6 Ways of Discouraging Spiders from Your Home — Without Using Poisons or Chemicals
Is it a fascinating wonder of nature or a creepy nightmare on eight legs? Spiders can polarize opinion, but whether you love or loathe them, few people welcome large numbers of them taking up residence in their homes. House spiders are common, and most species are completely harmless, but if you find there are a few too many arachnid arrivals for your comfort, then you can fight back using these spider control tips — with no harsh chemicals or insecticides needed.
Get Minty Fresh
Your first line of attack is to mix a mild solution of mint and water and spray this around any cracks in floorboards, behind heaters, into high corners, and wherever your spider visitors congregate. You can use a diluted essential oil with peppermint, spearmint or eucalyptus, or make an infusion with fresh garden mint leaves. The smell will discourage new entries and can also persuade current residents to look for somewhere less odorous to live.
Spiders dislike the smell of vinegar even more keenly than mint, but unfortunately, it's also off-putting to human noses. However, as an emergency clearance tactic to fight an infestation, it can be quite effective and worth a few hours of unpleasantness. Try to mitigate the unappealing odour by using an apple cider vinegar rather than a harsh malt or industrial product, but don't be tempted to minimize the smell by diluting the vinegar too far. You should be aiming for a short, sharp, acetic shock to leave the spiders in no doubt they'd be best moving on.

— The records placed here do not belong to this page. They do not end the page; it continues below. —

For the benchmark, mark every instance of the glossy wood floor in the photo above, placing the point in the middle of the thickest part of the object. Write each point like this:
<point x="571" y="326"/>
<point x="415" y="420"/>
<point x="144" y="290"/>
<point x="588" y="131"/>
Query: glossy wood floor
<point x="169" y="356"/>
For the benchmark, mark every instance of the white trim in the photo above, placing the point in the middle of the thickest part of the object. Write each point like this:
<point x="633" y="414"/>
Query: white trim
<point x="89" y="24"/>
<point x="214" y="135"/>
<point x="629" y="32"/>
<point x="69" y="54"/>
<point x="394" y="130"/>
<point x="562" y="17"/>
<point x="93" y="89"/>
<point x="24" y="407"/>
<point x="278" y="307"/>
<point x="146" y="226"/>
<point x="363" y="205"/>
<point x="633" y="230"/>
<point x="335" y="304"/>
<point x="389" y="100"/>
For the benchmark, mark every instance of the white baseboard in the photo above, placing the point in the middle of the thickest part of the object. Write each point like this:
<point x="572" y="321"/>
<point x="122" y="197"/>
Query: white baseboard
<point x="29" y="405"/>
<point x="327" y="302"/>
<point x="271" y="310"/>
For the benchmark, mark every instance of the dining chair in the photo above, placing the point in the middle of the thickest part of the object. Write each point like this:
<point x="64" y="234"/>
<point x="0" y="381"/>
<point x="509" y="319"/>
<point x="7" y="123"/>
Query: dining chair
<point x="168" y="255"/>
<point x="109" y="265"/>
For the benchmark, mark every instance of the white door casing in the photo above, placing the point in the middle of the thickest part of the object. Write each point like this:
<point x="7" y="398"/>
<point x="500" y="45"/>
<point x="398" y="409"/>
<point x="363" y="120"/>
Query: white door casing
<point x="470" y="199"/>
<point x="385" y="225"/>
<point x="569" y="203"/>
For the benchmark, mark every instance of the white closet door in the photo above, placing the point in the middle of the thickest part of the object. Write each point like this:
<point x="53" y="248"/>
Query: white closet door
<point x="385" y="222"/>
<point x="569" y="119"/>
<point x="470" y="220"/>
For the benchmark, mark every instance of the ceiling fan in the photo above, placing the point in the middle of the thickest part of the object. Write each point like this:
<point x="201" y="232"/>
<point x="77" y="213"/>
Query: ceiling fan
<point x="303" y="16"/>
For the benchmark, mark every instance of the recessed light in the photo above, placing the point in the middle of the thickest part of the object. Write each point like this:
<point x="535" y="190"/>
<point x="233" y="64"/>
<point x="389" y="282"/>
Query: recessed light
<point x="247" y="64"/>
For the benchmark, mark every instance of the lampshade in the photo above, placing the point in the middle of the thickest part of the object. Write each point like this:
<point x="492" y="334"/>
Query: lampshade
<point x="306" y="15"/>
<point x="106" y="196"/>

If the thought of fumigating your home with vinegar is too much to bear, how about combining several spider-repelling odours into a homemade potpourri? Cloves, bay leaves, dried citrus peel, cinnamon and even peppercorns all smell agreeable to humans, but less so to your eight-legged invaders. Place bowls of this aromatic mixture strategically around entry points, such as on windowsills, to discourage unplanned occupation.
The fruits of the horse chestnut tree are a traditional spider repellent, but opinion is divided on their effectiveness. While some people swear that spreading these nuts around your home will cure your spider ills, others find they make no discernible difference to the local arachnid population. Nonetheless, if you find a handy supply of buckeyes this autumn, it could be worth a try.
Cats love to snack on a juicy spider and will happily feast on all within reach, so unless you have an aversion to them, enlisting the help of a feline will quickly clear an area. Any spiders that think they can escape from Tom by moving upwards to the ceiling will make themselves visible and can be easily dispatched with a brush or a vacuum cleaner attachment.
Deny All Entry
Finally, no matter how many repellent tricks you try, if your home offers easy access, then the spiders will continue to reappear, so try to seal off their entry points. You're never going to make your house completely impregnable, but try and fix any obvious cracks in the walls, chinks in window frames and gaps between floorboards which can offer the enemy a way in. Spiders play a valuable role in nature, but for many people, the ideal stage for their performance is outdoors, not in the comers of the living room. Using these tips will help encourage even the most obstinate arachnid populations to reconsider their residential status.